Soy muy afortunado. Vivo en un espacio en el que, aun, puedo gozar del pasto y de los árboles que parecen adivinar mis pensamientos.

Deambular al atardecer entre sus sombras me convierte en un chamaco preguntón. ¿Por qué parece que todos ellos, los árboles, miraran hacia arriba, qué ven, que buscan?, ¿Por qué se entierran en lo profundo y se comunican entre ellos en un lenguaje que desconozco?

¿Por qué me dan su sombra y el oxígeno que necesito para sobrevivir?, ¿Por qué le brindan hogar a otros animalitos que, ni siquiera son sus parientes?... no piden nada, solo dan.
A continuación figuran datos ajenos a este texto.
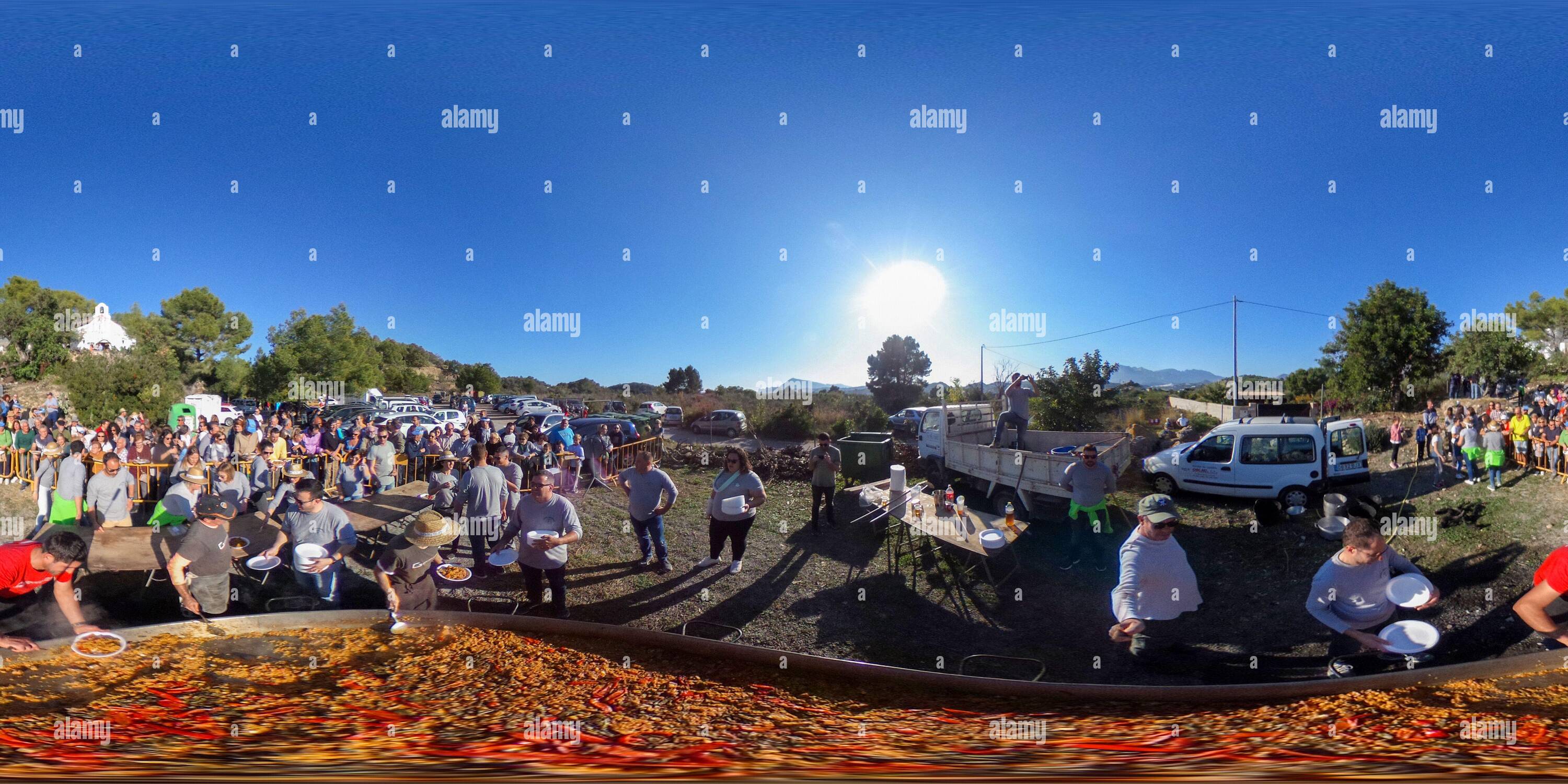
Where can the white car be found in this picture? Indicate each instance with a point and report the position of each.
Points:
(1286, 458)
A diferencia de nosotros, los humanos, los inteligentes amos y señores de la naturaleza, que hemos destruido todo, hasta a nosotros mismos.

Quizá, si en lugar de habernos propuesto domar a la naturaleza hubiésemos decidido respetarla y cuidarla, hoy no estaríamos viviendo esta situación mundial tan precaria. Miro nuevamente las copas de los árboles que se saludan y charlan entre ellos, movidos en unión con el viento suave del atardecer y las aves vuelan presurosas al verde refugio de sus verdes enaguas.
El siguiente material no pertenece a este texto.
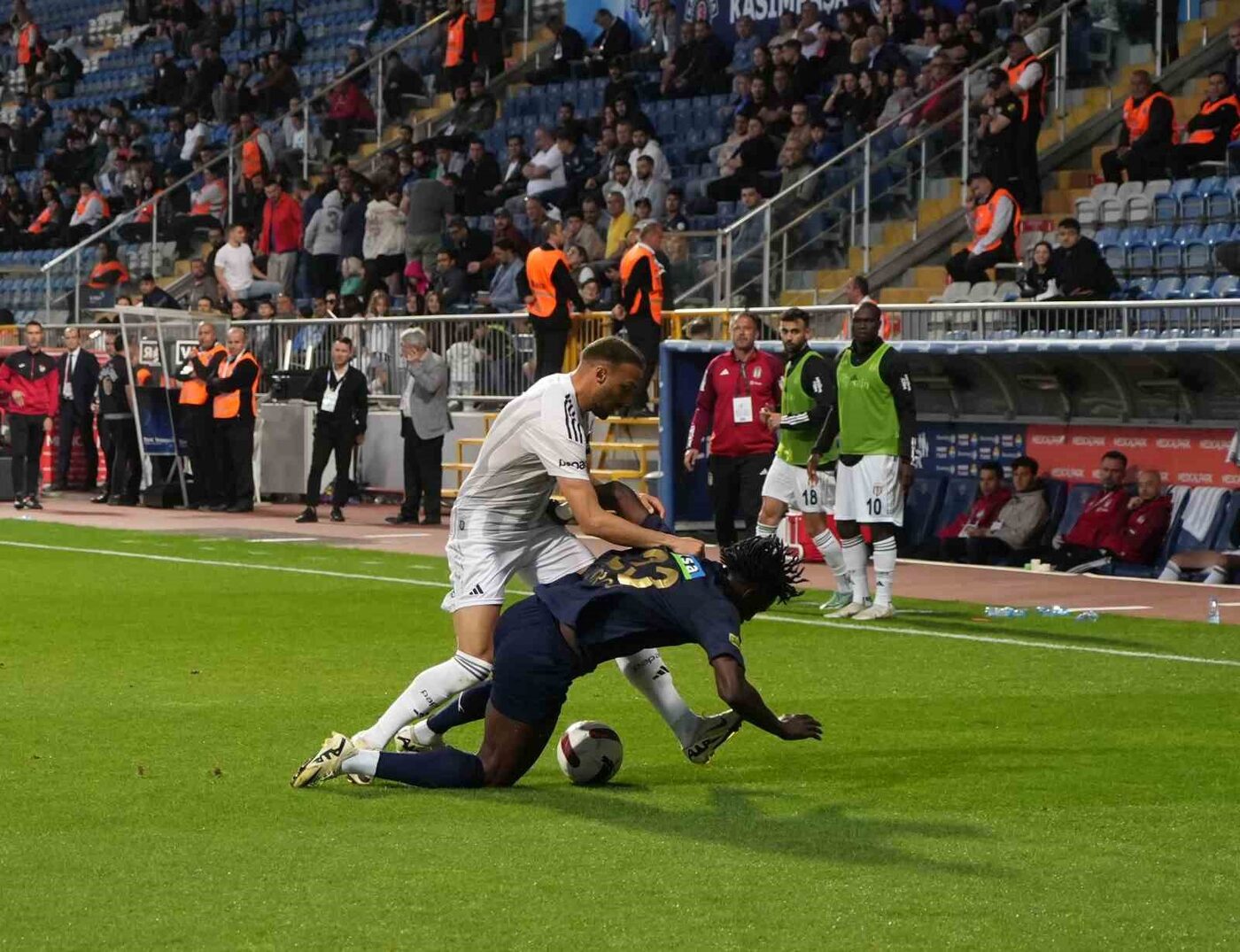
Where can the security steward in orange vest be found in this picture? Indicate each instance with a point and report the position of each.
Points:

Miro sus troncos, fuertes y nobles y viene a mi mente los cientos de veces que algunos terminaron en una chimenea, en el fuego, como si quisiese deshacerme de un enemigo. Cuantos años de ceguera, cuentos años de destruir la vida, vidas que, unidas, darían valor a la vida.

El agua, el aire, la tierra, los animales, los bosques, mueren hoy en aras del “rey del universo” un ser débil frente a sí mismo, impulsado a mostrar su “poder y dominio” frente a su propia existencia, débil, indefenso frente a sí mismo, ante su propia soberbia que lo ciega.

Aun me pregunto: por qué los árboles miran hacia arriba y, solo imagino que dialogan con alguien que desconozco.